Herbert, who grew up in Acton, Mass., was manager of his high school radio station for 2 years. He was also general manager at WJPZ-FM (Z89), the student station at SU, where he already has met requirements to graduate in May with a bachelor’s degree in radio, television and film.
He says his dream is to eventually get a job in radio in Boston or another big city.
For what he has done already, Herbert can be seen as an inspiration, especially by young people with a disability who worry some occupations are closed to them, says Anne Costa, director of communications for Aurora of Central New York, an organization that serves people with hearing and visual impairments.
Although he’s a rarity, Herbert isn’t the only one with hearing loss working in Syracuse radio.
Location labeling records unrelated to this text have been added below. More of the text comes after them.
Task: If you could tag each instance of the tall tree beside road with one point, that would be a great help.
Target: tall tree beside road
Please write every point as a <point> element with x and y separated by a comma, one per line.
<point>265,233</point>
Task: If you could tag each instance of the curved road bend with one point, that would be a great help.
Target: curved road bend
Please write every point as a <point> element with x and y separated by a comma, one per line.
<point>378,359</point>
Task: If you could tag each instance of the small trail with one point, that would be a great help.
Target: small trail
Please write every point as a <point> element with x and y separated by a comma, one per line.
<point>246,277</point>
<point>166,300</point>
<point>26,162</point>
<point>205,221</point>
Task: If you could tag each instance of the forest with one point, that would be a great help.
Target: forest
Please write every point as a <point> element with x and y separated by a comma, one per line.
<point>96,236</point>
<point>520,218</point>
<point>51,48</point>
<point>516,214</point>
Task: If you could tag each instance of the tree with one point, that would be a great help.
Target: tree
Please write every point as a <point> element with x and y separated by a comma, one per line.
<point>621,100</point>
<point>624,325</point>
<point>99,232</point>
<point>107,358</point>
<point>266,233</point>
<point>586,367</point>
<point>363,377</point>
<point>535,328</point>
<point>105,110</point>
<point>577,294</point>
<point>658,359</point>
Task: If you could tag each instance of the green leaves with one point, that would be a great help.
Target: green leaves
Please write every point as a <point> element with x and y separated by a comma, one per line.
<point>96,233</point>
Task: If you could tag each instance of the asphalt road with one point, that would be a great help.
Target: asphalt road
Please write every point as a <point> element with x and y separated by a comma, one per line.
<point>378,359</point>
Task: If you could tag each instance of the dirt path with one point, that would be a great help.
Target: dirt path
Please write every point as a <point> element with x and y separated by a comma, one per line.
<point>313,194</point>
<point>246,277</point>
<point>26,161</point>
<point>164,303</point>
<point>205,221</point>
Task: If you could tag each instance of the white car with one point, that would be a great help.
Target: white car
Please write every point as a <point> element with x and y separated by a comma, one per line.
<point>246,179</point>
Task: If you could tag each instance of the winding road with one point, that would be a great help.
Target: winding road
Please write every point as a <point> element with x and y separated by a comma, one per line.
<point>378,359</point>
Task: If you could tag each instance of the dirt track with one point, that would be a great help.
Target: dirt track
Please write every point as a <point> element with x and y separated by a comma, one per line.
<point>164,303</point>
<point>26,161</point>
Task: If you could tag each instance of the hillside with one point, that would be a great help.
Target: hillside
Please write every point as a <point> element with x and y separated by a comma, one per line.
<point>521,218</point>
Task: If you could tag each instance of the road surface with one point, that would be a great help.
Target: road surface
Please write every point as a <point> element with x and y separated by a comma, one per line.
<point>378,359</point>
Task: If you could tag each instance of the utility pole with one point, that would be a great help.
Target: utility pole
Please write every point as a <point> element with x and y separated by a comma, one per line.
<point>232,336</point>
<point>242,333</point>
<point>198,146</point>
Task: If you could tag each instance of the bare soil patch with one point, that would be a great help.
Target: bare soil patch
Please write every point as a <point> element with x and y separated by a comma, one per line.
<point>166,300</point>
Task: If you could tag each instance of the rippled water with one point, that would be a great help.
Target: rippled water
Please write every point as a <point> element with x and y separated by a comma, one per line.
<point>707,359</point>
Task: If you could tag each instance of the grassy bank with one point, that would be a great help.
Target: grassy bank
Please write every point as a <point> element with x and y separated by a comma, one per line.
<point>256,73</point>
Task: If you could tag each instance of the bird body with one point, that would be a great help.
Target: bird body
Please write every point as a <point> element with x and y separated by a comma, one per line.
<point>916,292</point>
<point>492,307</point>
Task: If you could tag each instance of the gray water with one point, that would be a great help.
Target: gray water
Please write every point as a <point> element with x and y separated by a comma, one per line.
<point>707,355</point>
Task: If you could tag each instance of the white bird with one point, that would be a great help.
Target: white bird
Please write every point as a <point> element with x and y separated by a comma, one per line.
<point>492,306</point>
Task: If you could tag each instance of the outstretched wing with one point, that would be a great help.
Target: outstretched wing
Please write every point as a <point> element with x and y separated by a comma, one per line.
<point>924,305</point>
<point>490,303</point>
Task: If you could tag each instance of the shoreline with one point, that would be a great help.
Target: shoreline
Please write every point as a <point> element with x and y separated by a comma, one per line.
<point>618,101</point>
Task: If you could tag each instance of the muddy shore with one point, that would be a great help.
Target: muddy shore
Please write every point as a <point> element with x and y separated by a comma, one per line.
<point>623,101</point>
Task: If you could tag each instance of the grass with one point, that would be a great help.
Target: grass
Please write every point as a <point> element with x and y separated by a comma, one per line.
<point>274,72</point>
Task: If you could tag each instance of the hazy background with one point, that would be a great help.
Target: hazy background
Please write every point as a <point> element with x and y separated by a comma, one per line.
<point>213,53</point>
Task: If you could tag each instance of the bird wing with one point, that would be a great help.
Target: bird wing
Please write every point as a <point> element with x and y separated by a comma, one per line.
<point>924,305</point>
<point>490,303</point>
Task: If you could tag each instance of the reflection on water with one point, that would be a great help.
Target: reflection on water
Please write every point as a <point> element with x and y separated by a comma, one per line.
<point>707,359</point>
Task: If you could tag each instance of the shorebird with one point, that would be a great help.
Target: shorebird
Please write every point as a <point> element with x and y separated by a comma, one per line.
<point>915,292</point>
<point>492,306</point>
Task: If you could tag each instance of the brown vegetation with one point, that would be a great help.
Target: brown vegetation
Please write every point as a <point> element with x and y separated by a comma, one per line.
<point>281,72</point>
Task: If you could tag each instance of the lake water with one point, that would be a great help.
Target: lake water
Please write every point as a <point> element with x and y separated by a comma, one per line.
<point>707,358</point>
Aurora in November presented an excellence award to WVOA-FM and WSIV-AM general manager Jim Wall, 68, who still does occasional on-air work, despite losing most of his hearing in the mid-1980s due to disease.
“I would certainly congratulate the young man, ” Wall says when asked about Herbert. “I encourage him 100 percent.”
Costa says Herbert probably has strong support in the deaf community, although she says some might be offended if they thought on-air bits were making fun of him for his hearing loss.
Herbert says some aspects of living with his disability are funny. He says he’s not afraid to share this or to show that, like anyone else, he excels at some things and struggles with others.
“I want to let people know my hearing disability is part of who I am. I’m comfortable with it and you should be as well, ” he says.
Note: This article appeared in The Post-Standard in 2006, years before Herbert started working at the Syracuse newspaper.